Les hommes aux touques essayèrent de lancer l'essence à la volée, mais les ouvertures étroites ne laissaient jaillir que de petits jets dérisoires. Ils durent la faire couler lentement, sur les meubles, le long des murs. Tchen regarda par la fenêtre : en face, des magasins fermés, des fenêtres étroites qui commandaient la sortie du poste ; au-dessus, les toits pourris et gondolés des maisons chinoises, et le calme infini du ciel gris que ne rayait plus aucune fumée, du ciel intime et bas sur la rue vide. Tout combat était absurde, rien n'existait en face de la vie ; il se ressaisit juste à temps pour voir dégringoler carreaux et croisées, dans un vacarme cristallin mêlé au bruit d'un feu de salve : on tirait sur eux du dehors.

Seconde salve. Ils étaient maintenant entre les policiers, prêts et maîtres de l'étage, et les nouveaux assaillants qu'ils ne voyaient pas, dans cette pièce où l'essence ruisselait. Tous les hommes de Tchen étaient à plat ventre, les prisonniers ficelés dans un coin. Qu'une grenade éclatât, ils flambaient. Un des hommes couchés grogna, désignant une direction du doigt ; un franc-tireur sur un toit ; et à l'extrême gauche de la fenêtre, se glissant une épaule en arrière dans le champ de vision, surgissaient prudemment d'autres irréguliers. C'étaient des insurgés, des leurs.

« Ces idiots tirent avant d'avoir envoyé un éclaireur », pensa Tchen. Il avait dans sa poche le drapeau bleu du Kuomintang. Il l'en tira, se précipita dans le couloir. À l'instant où il sortait, il reçut sur les reins un coup à la fois furieux et enveloppé, en même temps qu'un formidable fracas le pénétrait jusqu'au ventre. Il rejeta les bras en arrière, à toute volée, pour se retenir, et se retrouva par terre, à demi assommé. Pas un bruit ; puis, un objet de métal tomba et, aussitôt, des gémissements entrèrent dans le couloir avec la fumée. Il se releva : il n'était pas blessé. Titubant, il referma à demi la porte ouverte par l'incompréhensible explosion, tendit son drapeau au dehors, du bras gauche, par l'espace libre : une balle dans la main ne l'eût pas surpris. Mais non ; on criait de joie. La fumée qui sortait lentement par la fenêtre l'empêchait de voir les insurgés de gauche ; mais ceux de droite l'appelaient.

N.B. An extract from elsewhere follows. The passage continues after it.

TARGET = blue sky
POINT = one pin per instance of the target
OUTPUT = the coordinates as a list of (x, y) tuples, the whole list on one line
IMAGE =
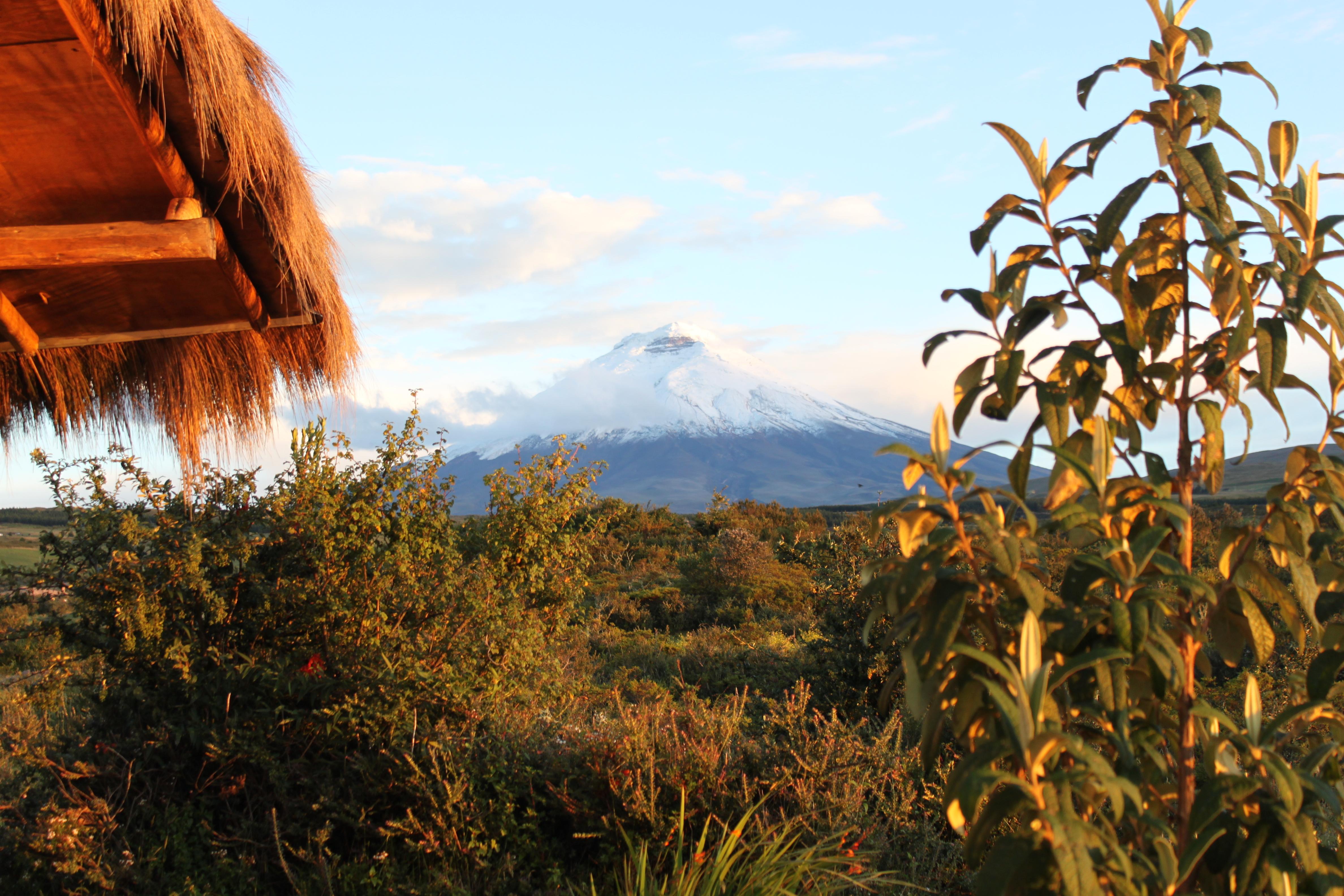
[(519, 186)]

Une seconde explosion faillit de nouveau le renverser. Des fenêtres du premier étage, les policiers assiégés lançaient des grenades (comment pouvaient-ils ouvrir leurs fenêtres sans être atteints de la rue) ? La première, celle qui l'avait jeté à terre, avait éclaté devant la maison, et les éclats avaient pénétré par la porte ouverte et la fenêtre en miettes, comme si elle eût explosé dans le corps de garde même ; terrifiés par l'explosion, ceux de ses hommes qui n'avaient pas été tués avaient sauté dehors, mal protégés par la fumée. Sous le tir des policiers des fenêtres, deux étaient tombés au milieu de la rue, les genoux à la poitrine, comme des lapins boulés ; un autre, la face dans une tache rouge, semblait saigner du nez. Les irréguliers, eux, avaient reconnu des leurs ; mais le geste de ceux d'entre eux qui appelaient Tchen avait fait comprendre aux officiers que quelqu'un allait sortir, et ils avaient lancé leur seconde grenade. Elle avait éclaté dans la rue, à la gauche de Tchen : le mur l'avait protégé.